# Breeders close to Uniondale PA?



## eddie1976E (Nov 7, 2010)

I would like to know if there are any reputable working line breeders in the area close to Unindale, Honesdale, Carbondale PA? 

Thanks


----------



## MaggieRoseLee (Aug 17, 2001)

Just make sure you know the information about the breed and breeders before you start calling around. The best breeders won't consider you unless you've done your homework ---> http://www.germanshepherds.com/forum/welcome-gsd-faqs-first-time-owner/162231-how-find-puppy.html

Home - Warrior K9 Academy Police K9 & Protection Sport Club <-- they breed and also know where to get good dogs


----------



## gsdsar (May 21, 2002)

Not sure where that is exactly. But u would look at Jim Hill, Von Wyndmoor. He is excellent, been in the breed and competed for a long time. And is one of the nicest guys you will meet. 
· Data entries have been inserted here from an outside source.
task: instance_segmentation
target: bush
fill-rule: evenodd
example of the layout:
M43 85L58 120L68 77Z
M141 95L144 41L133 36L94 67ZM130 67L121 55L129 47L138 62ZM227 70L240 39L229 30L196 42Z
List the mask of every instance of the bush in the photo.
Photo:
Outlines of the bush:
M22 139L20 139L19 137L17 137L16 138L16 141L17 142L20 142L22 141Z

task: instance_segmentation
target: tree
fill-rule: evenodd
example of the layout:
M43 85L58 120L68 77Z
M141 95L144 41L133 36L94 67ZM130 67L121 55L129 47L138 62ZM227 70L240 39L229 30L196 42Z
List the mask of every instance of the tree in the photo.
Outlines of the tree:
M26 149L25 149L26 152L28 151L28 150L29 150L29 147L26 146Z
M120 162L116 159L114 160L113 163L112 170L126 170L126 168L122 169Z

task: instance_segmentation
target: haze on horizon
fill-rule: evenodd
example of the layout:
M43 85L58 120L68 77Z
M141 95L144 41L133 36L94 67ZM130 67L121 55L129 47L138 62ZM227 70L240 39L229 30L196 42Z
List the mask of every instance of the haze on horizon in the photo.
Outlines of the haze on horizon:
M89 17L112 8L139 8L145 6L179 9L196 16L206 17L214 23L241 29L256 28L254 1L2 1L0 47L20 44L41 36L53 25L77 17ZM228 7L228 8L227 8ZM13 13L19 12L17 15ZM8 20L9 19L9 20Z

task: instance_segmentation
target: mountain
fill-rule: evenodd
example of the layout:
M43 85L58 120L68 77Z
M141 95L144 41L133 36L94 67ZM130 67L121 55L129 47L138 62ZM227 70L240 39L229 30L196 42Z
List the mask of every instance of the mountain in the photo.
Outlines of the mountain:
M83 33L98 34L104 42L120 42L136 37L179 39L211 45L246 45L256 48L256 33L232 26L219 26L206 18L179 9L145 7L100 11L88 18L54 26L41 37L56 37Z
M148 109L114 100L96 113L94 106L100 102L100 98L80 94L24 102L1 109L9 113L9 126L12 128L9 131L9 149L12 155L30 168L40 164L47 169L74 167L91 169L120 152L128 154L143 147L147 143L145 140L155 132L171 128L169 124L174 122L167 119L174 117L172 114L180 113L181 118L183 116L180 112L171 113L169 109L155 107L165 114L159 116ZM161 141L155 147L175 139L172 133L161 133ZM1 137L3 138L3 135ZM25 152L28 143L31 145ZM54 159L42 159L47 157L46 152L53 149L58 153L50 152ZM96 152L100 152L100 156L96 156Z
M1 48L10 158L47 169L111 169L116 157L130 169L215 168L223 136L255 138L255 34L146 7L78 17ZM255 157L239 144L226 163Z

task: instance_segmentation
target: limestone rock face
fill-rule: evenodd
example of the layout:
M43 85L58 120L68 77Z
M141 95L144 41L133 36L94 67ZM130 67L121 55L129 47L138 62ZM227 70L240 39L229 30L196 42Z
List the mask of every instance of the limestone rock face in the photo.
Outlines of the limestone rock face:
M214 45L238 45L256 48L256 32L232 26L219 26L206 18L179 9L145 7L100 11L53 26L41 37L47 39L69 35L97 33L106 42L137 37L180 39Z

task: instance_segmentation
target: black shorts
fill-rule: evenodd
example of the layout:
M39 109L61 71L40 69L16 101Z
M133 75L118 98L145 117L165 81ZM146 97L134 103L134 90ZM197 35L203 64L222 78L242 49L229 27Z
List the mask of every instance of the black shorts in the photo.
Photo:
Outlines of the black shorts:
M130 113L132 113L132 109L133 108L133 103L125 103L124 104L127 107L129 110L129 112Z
Sent from Petguide.com Free App


----------



## wolfstraum (May 2, 2003)

Reputable depends on who you talk to. 

Look further afield is my advice.

Lee


----------



## Omar Little (Feb 24, 2013)

Jim is south east pa, not too far... but I definitely agree, Jim is awesome. Jax will probably chime in, that's her neck of the woods I think


----------



## Toby's mom (May 29, 2013)

*working line dogs*

You might take a minute and look up Eichenluft.....Molly Graft! It is my understanding that she has some Very nice working line's and does quite a lot with her dogs...Lots and Lots of experience.


----------



## Roemly's Mama (Apr 3, 2013)

www.coldcreekshepherds.com from Gettysburg Pa. if you are willing to travel a bit. Pups from Bandit vom Wolfsheim and Rea Tur-Lad (her female). Pups are 3 weeks old now, two males left. Very good reputation and placement of dogs as you will see from the website.


----------



## eddie1976E (Nov 7, 2010)

Thanks. I was in PA for memorial day and was hoping to visit a few breeders close by.


----------



## Xeph (Jun 19, 2005)

> It is my understanding that she has some Very nice working line's and does quite a lot with her dogs


Depends on who you talk to


----------



## holland (Jan 11, 2009)

I am really pleased with my Eichenluft dog-she is a great dog


----------



## ten3zro (Jul 13, 2013)

eddie1976E said:


> I would like to know if there are any reputable working line breeders in the area close to Unindale, Honesdale, Carbondale PA?
> 
> Thanks



Misty Ridge German Shepherds in Maryland. Joyce Burdette has done a really great job with her program. Got two from her and they were just perfect...


----------



## Jax08 (Feb 13, 2009)

eddie1976E said:


> I would like to know if there are any reputable working line breeders in the area close to Unindale, Honesdale, Carbondale PA?
> 
> Thanks


There are several SchH clubs in that area. If I were you, I would take full advantage of that and go watch their dogs. See what you like and find a breeder from there.


----------



## Omar Little (Feb 24, 2013)

Jax08 said:


> There are several SchH clubs in that area. If I were you, I would take full advantage of that and go watch their dogs. See what you like and find a breeder from there.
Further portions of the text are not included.